鹿児島県がことし2月、一般競争入札にかけた県農業試験場跡地を巡る動きです。跡地を、原田学園と鹿児島医療生協が落札したことが分かりました。

県はことし2月、所有している鹿児島市西谷山2丁目の県農業試験場跡地について、民間事業者へ売却する一般競争入札にかけました。

その結果、関係者によりますと、跡地のうち、
▼1万9000平方メートルを原田学園が、
▼2万3000平方メートルを鹿児島医療生協が落札したということです。
このほか跡地には、市の児童相談所や海保の宿舎の整備が検討されています。

原田学園によりますと、学園が落札した土地は来月中に正式契約となる見通しで、「谷山地域によりよい教育を提供できるよう事業計画を策定したい」としています。

鹿児島医療生協が落札した土地は2万平方メートルを超えるため、6月議会で議決されれば正式契約となる見込みで、鹿児島医療生協は「現時点ではコメントできない」としています。

(記者)「長年、空き地になっていた土地。大きな動きがあり、地元の人はどう受け止めているのでしょうか」

(80代・戦前から居住)「もったいない。こんなに草が生えていて。有効に活用したほうがいい」

(50代)「やはり静かに(過ごしたい)。騒音が起きないよう配慮してほしい」

(60代)「近くに学校がある。(活用しないのは)もったいない土地。このままよりは施設ができたほうがいいと思う」

一方、農業試験場跡地に市のサッカースタジアムを整備するよう求めている住民グループは、民間への売却を「残念だ」と話します。
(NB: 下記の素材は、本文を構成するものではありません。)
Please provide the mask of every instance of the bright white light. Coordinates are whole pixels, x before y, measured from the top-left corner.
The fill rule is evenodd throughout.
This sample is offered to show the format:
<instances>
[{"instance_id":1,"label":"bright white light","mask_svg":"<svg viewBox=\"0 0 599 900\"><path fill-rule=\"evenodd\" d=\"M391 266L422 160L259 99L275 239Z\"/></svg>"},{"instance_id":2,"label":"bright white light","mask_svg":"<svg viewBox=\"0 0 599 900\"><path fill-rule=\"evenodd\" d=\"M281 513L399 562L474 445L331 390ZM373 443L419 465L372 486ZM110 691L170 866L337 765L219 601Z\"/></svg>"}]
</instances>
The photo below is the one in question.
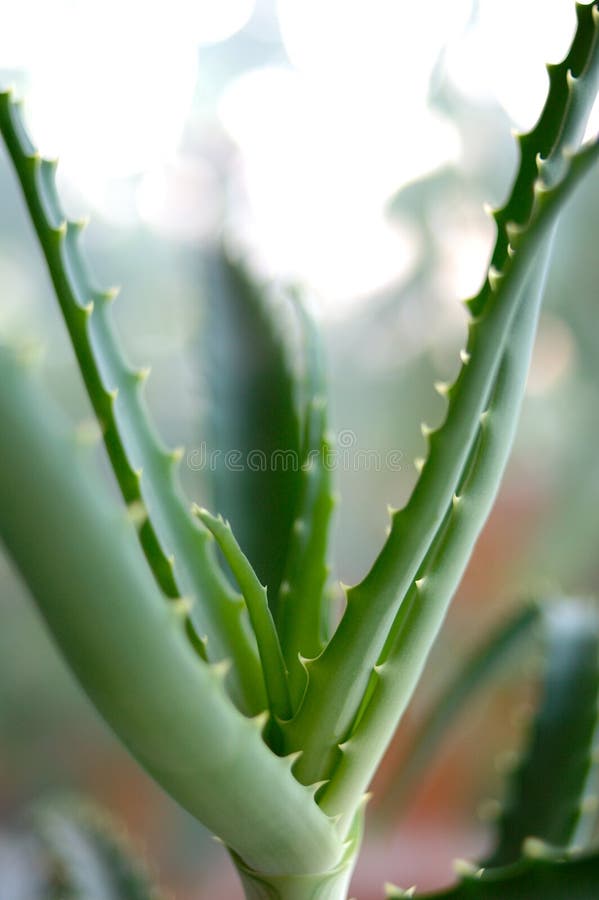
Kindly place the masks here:
<instances>
[{"instance_id":1,"label":"bright white light","mask_svg":"<svg viewBox=\"0 0 599 900\"><path fill-rule=\"evenodd\" d=\"M198 44L241 28L254 0L30 0L0 32L3 66L25 70L36 142L106 207L111 178L160 168L175 152L197 80Z\"/></svg>"},{"instance_id":2,"label":"bright white light","mask_svg":"<svg viewBox=\"0 0 599 900\"><path fill-rule=\"evenodd\" d=\"M411 250L384 207L402 181L457 156L450 123L421 107L406 128L376 91L356 103L336 83L283 69L238 79L220 114L242 151L254 240L278 272L334 300L405 270Z\"/></svg>"},{"instance_id":3,"label":"bright white light","mask_svg":"<svg viewBox=\"0 0 599 900\"><path fill-rule=\"evenodd\" d=\"M545 63L565 56L574 27L570 0L480 0L476 27L450 47L450 75L465 94L497 100L530 128L547 94Z\"/></svg>"}]
</instances>

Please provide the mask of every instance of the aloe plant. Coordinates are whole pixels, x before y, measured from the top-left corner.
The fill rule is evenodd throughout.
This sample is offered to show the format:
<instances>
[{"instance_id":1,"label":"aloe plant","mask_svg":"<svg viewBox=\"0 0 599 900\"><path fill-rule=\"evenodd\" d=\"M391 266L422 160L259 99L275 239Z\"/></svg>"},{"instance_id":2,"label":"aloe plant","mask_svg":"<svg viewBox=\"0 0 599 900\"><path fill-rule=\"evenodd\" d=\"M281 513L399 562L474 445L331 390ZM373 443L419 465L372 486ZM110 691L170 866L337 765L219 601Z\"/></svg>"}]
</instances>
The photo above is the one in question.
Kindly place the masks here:
<instances>
[{"instance_id":1,"label":"aloe plant","mask_svg":"<svg viewBox=\"0 0 599 900\"><path fill-rule=\"evenodd\" d=\"M163 445L150 420L148 372L123 351L115 291L90 276L84 223L64 216L56 163L36 152L11 93L0 94L0 129L123 498L119 507L94 487L90 461L26 361L4 347L0 534L90 699L157 782L224 842L248 897L347 896L366 792L500 484L559 213L599 156L597 140L583 143L597 94L598 33L597 3L577 6L571 48L548 69L541 116L517 136L509 198L491 213L496 242L466 304L461 369L453 384L437 385L445 419L434 431L423 426L419 479L404 508L391 511L366 577L345 589L338 623L327 560L334 494L322 349L301 298L279 304L301 338L298 368L291 329L243 267L221 260L267 366L255 380L256 415L272 412L271 436L299 465L285 477L273 466L261 479L258 497L272 515L256 509L251 473L234 495L219 473L225 508L216 514L190 503L178 477L181 452ZM212 377L224 384L218 370ZM246 440L260 450L264 428L247 414L243 391L233 384L228 397L221 414L242 412ZM577 733L573 752L584 754L587 738ZM568 802L580 792L574 782ZM490 874L474 887L465 875L447 896L549 897L547 884L564 880L580 885L579 897L596 890L595 856L546 851L542 833L514 828L507 867L506 839ZM563 843L566 831L556 826L556 839ZM523 851L522 835L537 842Z\"/></svg>"}]
</instances>

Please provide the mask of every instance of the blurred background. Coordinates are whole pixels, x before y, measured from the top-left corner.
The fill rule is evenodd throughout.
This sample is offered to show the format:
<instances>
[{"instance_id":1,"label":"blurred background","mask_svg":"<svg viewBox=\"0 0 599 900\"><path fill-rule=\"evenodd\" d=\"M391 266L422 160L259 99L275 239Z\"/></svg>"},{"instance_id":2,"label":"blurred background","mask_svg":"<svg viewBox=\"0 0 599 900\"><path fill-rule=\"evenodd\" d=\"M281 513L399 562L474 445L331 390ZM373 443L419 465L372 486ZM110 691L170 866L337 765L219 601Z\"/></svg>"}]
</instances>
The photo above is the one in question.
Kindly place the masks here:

(県農業試験場跡地へのスタジアム整備を求める団体 田中良一副会長)「残念。(民間への売却は)地域の発展につながるのか。農業試験場跡地は谷山副都心の中心地。将来の10年、20年、30年先の鹿児島にとって良かったと思える利用方法ではない」

なお、今回落札された2つの土地の最低売却益はおよそ40億円で、県は鹿児島港本港区で計画する新たな総合体育館の整備費に充てる方針です。